This week, it became public knowledge that Al Sharpton appears to be under federal investigation for criminal conduct associated with his presidential campaign and the handling of funds. The FBI raided his offices and called his staff to appear before a grand jury. Now, a tape has emerged from a secret taping of Sharpton by the FBI at a New York hotel suite in 2003 purportedly showing him bargaining for contributions in exchange for influence.
The tape reportedly shows Sharpton meeting with Philadelphia businessman Ronald A. White. The FBI hid a bugging device in a lamp inside Suite 34A at the Waldorf Astoria hotel in Manhattan. While wants to win a multimillion-dollar business deal. Sharpton offers that, if White helped him raise $50,000 for politics, he would help him secure the deal.
White offered $25,000. “If you bring my guys up on this hedge fund, and I have the right conversation,” White said, “I’ll give you what you need.” The Inquirer obtained an account of the May 9, 2003, conversation, which was recorded as part of the Philadelphia City Hall corruption case. The tape helped spark a separate inquiry into Sharpton’s 2004 campaign and his civil-rights organization, the National Action Network. The FBI-IRS probe resurfaced publicly Wednesday, when Sharpton aides received subpoenas.
In an interview yesterday, Sharpton said there is “absolutely nothing illegal” about tying business deals to fund-raising because he is not a public official. “The tapes vindicate me,” Sharpton said. “They show that I did not talk about bribing a public official or paying money under the table.”
The newspaper reports that FBI agents tapping White’s phones in 2003 recorded more than 20 conversations between White and Sharpton. About a year later, White, Hawkins and a dozen others, including former City Treasurer Corey Kemp, were indicted in Philadelphia on federal pay-to-play corruption charges.
Sharpton may be correct that, since he was not a public official, it protects him from most charges such as bribery. Of course, only Sharpton would spin this tape as “vindicating” him. At a minimum, it seems to confirm that common view of Sharpton as a shady operator who has cashed in on his various causes.

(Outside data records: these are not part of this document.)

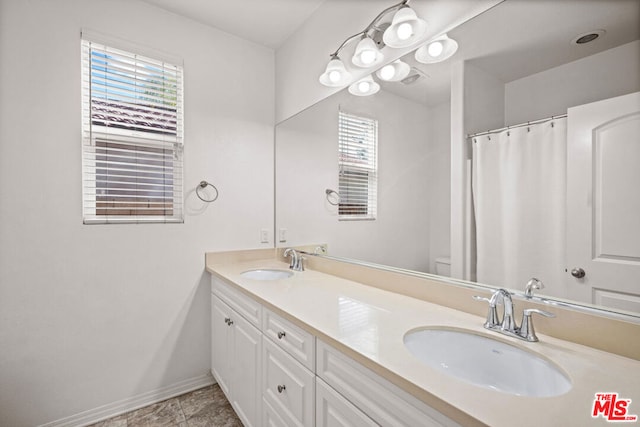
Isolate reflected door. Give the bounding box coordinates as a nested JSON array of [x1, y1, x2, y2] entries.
[[567, 92, 640, 313]]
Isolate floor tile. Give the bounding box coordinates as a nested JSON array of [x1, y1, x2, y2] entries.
[[179, 384, 242, 427], [127, 398, 186, 427], [88, 414, 128, 427]]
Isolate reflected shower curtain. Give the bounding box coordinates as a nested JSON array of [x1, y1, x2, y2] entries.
[[472, 118, 567, 297]]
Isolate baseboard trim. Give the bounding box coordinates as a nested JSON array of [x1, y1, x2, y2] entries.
[[40, 374, 215, 427]]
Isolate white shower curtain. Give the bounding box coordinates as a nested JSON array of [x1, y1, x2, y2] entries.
[[472, 118, 567, 296]]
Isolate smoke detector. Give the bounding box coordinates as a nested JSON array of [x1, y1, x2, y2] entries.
[[571, 30, 606, 45]]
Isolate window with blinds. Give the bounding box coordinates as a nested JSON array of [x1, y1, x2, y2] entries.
[[338, 111, 378, 220], [82, 39, 183, 224]]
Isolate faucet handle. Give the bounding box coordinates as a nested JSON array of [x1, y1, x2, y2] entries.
[[473, 295, 500, 328], [518, 308, 556, 342], [524, 277, 544, 299]]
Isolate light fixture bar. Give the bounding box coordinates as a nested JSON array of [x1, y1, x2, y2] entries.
[[329, 0, 410, 59]]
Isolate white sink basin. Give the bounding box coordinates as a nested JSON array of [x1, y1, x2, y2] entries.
[[404, 329, 571, 397], [240, 268, 293, 280]]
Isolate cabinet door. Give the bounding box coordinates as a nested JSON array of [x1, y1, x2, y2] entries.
[[316, 378, 378, 427], [262, 337, 315, 426], [211, 295, 232, 399], [231, 314, 262, 427]]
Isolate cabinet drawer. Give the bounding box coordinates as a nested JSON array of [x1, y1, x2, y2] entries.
[[262, 336, 315, 426], [316, 378, 378, 427], [211, 277, 262, 329], [262, 308, 316, 371], [316, 340, 459, 427]]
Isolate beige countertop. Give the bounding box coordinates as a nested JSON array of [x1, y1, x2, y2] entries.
[[207, 254, 640, 426]]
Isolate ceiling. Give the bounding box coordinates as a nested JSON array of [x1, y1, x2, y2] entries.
[[142, 0, 640, 106], [142, 0, 324, 49], [383, 0, 640, 106]]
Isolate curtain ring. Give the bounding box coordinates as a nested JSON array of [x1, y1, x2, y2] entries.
[[324, 188, 340, 206], [196, 181, 219, 203]]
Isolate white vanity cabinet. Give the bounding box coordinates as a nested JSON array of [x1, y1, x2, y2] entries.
[[262, 308, 316, 426], [316, 377, 378, 427], [211, 280, 262, 427], [211, 277, 460, 427]]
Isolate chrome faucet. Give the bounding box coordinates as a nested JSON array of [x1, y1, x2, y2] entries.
[[524, 277, 544, 299], [473, 289, 555, 342], [283, 248, 304, 271]]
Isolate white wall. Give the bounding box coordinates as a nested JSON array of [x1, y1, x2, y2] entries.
[[276, 91, 436, 271], [427, 102, 451, 273], [0, 0, 275, 426], [505, 40, 640, 125]]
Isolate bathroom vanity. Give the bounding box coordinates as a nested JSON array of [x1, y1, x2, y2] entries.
[[206, 249, 640, 426]]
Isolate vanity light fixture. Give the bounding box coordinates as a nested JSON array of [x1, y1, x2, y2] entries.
[[319, 0, 427, 87], [319, 54, 351, 87], [351, 36, 384, 68], [376, 59, 411, 82], [415, 34, 458, 64], [382, 6, 427, 47], [349, 74, 380, 96]]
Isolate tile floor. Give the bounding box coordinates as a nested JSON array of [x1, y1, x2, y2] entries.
[[89, 384, 242, 427]]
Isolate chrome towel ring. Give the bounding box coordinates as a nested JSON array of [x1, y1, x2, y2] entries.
[[196, 181, 219, 203]]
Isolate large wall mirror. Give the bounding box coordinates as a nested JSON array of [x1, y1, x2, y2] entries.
[[275, 0, 640, 317]]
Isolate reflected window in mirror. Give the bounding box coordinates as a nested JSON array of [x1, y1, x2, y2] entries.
[[338, 111, 378, 220]]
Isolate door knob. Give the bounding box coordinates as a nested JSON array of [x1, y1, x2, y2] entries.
[[571, 267, 587, 279]]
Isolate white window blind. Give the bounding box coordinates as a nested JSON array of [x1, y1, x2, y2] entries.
[[338, 111, 378, 220], [82, 39, 183, 223]]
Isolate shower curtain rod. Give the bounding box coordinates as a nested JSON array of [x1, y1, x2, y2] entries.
[[467, 114, 567, 138]]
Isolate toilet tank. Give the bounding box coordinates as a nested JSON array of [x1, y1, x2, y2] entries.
[[436, 257, 451, 277]]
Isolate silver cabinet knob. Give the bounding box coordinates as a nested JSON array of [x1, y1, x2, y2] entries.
[[571, 267, 587, 279]]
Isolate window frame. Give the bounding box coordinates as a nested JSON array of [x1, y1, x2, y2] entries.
[[81, 30, 184, 224], [338, 110, 378, 221]]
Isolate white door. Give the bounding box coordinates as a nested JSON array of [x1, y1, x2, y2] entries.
[[567, 92, 640, 313]]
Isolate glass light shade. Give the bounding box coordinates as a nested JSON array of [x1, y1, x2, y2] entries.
[[382, 7, 427, 48], [415, 34, 458, 64], [351, 37, 384, 68], [349, 75, 380, 96], [376, 59, 411, 82], [318, 57, 351, 87]]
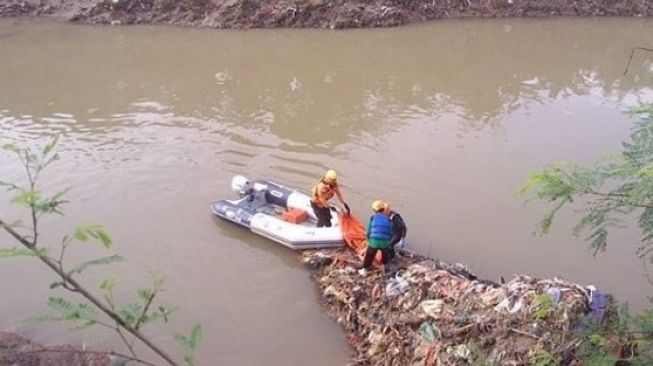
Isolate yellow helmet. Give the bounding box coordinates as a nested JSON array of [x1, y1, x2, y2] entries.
[[372, 200, 388, 212], [324, 169, 338, 183]]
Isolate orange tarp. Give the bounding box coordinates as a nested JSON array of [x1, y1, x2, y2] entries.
[[339, 213, 383, 267]]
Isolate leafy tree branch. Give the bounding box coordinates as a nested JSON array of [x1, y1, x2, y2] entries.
[[0, 138, 201, 366]]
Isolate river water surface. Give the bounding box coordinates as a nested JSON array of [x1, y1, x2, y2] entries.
[[0, 19, 653, 365]]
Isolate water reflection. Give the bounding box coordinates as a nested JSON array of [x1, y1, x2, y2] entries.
[[0, 20, 653, 152]]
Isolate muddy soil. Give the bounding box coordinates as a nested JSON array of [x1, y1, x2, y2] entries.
[[0, 332, 110, 366], [0, 0, 653, 29]]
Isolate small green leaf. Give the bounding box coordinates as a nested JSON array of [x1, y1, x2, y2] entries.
[[96, 229, 112, 248], [118, 303, 143, 327], [136, 289, 154, 301], [11, 190, 41, 206], [100, 276, 118, 292], [68, 254, 125, 275], [184, 353, 195, 366]]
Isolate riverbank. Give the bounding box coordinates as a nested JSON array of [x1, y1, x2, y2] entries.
[[303, 249, 629, 366], [0, 332, 111, 366], [0, 0, 653, 29]]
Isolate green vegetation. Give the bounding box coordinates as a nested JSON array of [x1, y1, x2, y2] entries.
[[0, 138, 202, 366], [518, 105, 653, 365], [518, 105, 653, 257]]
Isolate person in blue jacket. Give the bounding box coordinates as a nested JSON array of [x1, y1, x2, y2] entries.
[[359, 201, 394, 275]]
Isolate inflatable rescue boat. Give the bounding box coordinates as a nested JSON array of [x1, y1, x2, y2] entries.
[[211, 175, 344, 250]]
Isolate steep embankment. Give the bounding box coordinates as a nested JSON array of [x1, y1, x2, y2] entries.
[[0, 0, 653, 29]]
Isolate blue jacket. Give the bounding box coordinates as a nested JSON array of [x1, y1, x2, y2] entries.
[[367, 213, 392, 241]]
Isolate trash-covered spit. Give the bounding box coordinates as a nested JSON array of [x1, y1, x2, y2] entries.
[[302, 249, 610, 366]]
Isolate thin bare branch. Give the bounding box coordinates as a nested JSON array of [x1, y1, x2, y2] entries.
[[0, 219, 179, 366], [134, 287, 158, 330]]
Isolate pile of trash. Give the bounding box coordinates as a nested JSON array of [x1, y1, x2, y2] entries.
[[302, 249, 611, 365]]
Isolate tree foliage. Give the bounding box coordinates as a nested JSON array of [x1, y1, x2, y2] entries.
[[517, 104, 653, 261], [0, 137, 201, 366], [517, 104, 653, 366]]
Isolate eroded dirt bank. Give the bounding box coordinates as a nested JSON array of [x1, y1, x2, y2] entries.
[[0, 0, 653, 29], [0, 332, 111, 366]]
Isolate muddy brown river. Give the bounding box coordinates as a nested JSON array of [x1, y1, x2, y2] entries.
[[0, 18, 653, 366]]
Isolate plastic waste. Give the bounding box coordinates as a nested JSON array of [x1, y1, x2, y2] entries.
[[546, 286, 562, 305], [420, 300, 444, 319], [419, 322, 440, 342], [453, 344, 472, 360], [385, 276, 410, 296]]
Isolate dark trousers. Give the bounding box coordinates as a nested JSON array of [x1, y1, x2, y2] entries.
[[363, 246, 395, 268], [311, 201, 331, 227]]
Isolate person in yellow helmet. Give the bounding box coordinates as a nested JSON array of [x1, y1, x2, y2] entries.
[[358, 200, 395, 275], [311, 170, 350, 227]]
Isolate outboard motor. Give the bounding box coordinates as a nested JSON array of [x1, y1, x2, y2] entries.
[[231, 175, 253, 197]]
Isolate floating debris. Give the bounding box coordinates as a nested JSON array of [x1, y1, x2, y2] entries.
[[302, 249, 609, 366]]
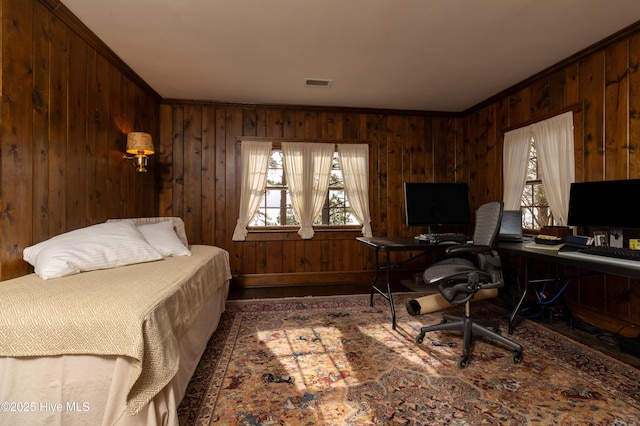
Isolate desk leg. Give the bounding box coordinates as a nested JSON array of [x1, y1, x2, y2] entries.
[[509, 257, 529, 334], [369, 249, 380, 307], [369, 250, 396, 330]]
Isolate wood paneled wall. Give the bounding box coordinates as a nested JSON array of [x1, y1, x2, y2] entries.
[[464, 24, 640, 331], [158, 101, 467, 286], [0, 0, 160, 279]]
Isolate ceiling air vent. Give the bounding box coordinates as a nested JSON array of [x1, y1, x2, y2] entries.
[[304, 78, 333, 87]]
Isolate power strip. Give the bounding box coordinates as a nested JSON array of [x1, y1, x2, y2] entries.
[[620, 337, 640, 358]]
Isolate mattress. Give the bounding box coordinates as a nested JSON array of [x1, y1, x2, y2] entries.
[[0, 246, 230, 425]]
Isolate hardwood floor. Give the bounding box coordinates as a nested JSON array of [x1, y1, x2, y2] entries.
[[229, 283, 640, 369]]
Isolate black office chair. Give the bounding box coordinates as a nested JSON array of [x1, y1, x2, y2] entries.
[[416, 201, 522, 368]]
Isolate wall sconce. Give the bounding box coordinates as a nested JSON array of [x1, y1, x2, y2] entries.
[[124, 132, 154, 172]]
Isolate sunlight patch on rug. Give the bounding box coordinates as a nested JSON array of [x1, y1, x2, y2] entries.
[[180, 296, 640, 425]]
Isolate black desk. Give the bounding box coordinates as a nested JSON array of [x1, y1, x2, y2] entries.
[[498, 241, 640, 334], [356, 237, 450, 330]]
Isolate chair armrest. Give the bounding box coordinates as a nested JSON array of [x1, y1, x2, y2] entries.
[[445, 244, 491, 255]]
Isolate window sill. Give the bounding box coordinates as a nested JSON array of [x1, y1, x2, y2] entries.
[[245, 225, 362, 241]]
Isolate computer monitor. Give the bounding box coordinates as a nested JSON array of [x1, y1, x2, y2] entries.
[[404, 182, 471, 232], [498, 210, 522, 242], [567, 179, 640, 229]]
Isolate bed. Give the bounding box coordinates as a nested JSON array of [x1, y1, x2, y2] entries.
[[0, 218, 231, 425]]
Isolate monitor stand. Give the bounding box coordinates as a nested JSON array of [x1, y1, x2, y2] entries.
[[609, 229, 624, 248]]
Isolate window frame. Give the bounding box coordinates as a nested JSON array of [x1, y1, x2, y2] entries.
[[236, 141, 371, 233]]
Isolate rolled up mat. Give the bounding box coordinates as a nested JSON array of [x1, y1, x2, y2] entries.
[[405, 288, 498, 316]]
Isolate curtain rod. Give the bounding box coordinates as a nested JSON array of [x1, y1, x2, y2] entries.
[[236, 136, 371, 145], [502, 102, 584, 135]]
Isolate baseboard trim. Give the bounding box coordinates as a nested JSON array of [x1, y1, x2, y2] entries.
[[232, 271, 373, 287]]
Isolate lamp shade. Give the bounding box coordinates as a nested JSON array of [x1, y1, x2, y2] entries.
[[127, 132, 154, 155]]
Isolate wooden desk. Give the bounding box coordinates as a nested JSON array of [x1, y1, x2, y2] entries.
[[498, 241, 640, 334], [356, 237, 450, 330]]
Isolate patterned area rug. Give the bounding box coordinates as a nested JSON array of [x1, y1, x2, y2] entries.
[[179, 293, 640, 425]]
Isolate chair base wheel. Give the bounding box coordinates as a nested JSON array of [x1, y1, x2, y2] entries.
[[511, 351, 522, 364], [458, 356, 469, 368]]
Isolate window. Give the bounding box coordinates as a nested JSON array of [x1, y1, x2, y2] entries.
[[249, 149, 358, 227], [502, 111, 575, 231], [521, 137, 554, 231]]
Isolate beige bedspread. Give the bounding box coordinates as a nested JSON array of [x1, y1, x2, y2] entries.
[[0, 246, 231, 414]]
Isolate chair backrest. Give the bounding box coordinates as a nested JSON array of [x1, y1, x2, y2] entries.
[[473, 201, 504, 248]]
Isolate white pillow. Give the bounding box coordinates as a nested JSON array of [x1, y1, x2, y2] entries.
[[23, 221, 163, 280], [107, 216, 189, 247], [138, 220, 191, 257]]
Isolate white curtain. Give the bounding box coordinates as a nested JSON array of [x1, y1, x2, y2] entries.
[[282, 142, 334, 239], [232, 141, 271, 241], [502, 126, 532, 210], [338, 144, 373, 237], [532, 112, 575, 226]]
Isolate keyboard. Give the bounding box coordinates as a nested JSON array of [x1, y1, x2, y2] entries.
[[415, 232, 469, 244], [578, 246, 640, 260], [558, 249, 640, 270]]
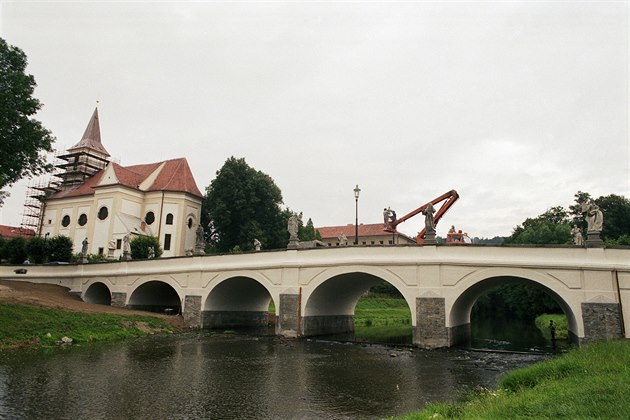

More importantly, there remains a torpedo in the water for Sharpton in the current grand jury investigation.
Rev. Al Sharpton’s office was raided and staff subpoenaed in a sudden move by federal agents. There is clearly a grand jury investigation afoot and Sharpton’s 2004 Presidential run seems to be the focus of the probe. With at least 10 subpoenas to testify, it seems to be a fully developed investigation and makes possible indictments more likely.
Sharpton’s various political and non-for-profit organizations have always been a bit murky in their relationship and possible co-mingling of funds. Co-mingling appears to be one of the issues under investigation. There is also an allegation of the misstatement of money raised in 2004 — used for matching funds. The usual concern in such cases is that the figure was inflated to get more matching funds from the public coffers.
Two years ago, Sharpton was forced to return $100,000 in matching taxpayer funds. In 1993, he was pleaded guilty to a misdemeanor for failure to file a tax return. His most infamous legal run-in, however, occurred in connection with the case of Tawana Brawley. Om 1987, Sharpton made himself a national figure when he organized protests after Brawley was found inside a plastic bag behind an apartment house in Wappingers Falls, N.Y. She was covered with feces and racial epithets smeared on her body and accused various white men, including Steven A. Pagones, a former Dutchess County assistant district attorney. Sharpton attacked Pagones and the other men with Ms. Brawley’s lawyers, Alton H. Maddox Jr. and C. Vernon Mason.
A grand jury eventually found that the account was a hoax and Pagones successfully sued Sharpton, Maddox, Mason and Brawley. Sharpton has never apologized for his role and failed to pay the damages until various businessmen came forward to pay the damages for him in 2001.
His latest problems could be an embarrassment to officials like Hillary Clinton who have cultivated the support of Sharpton in the past.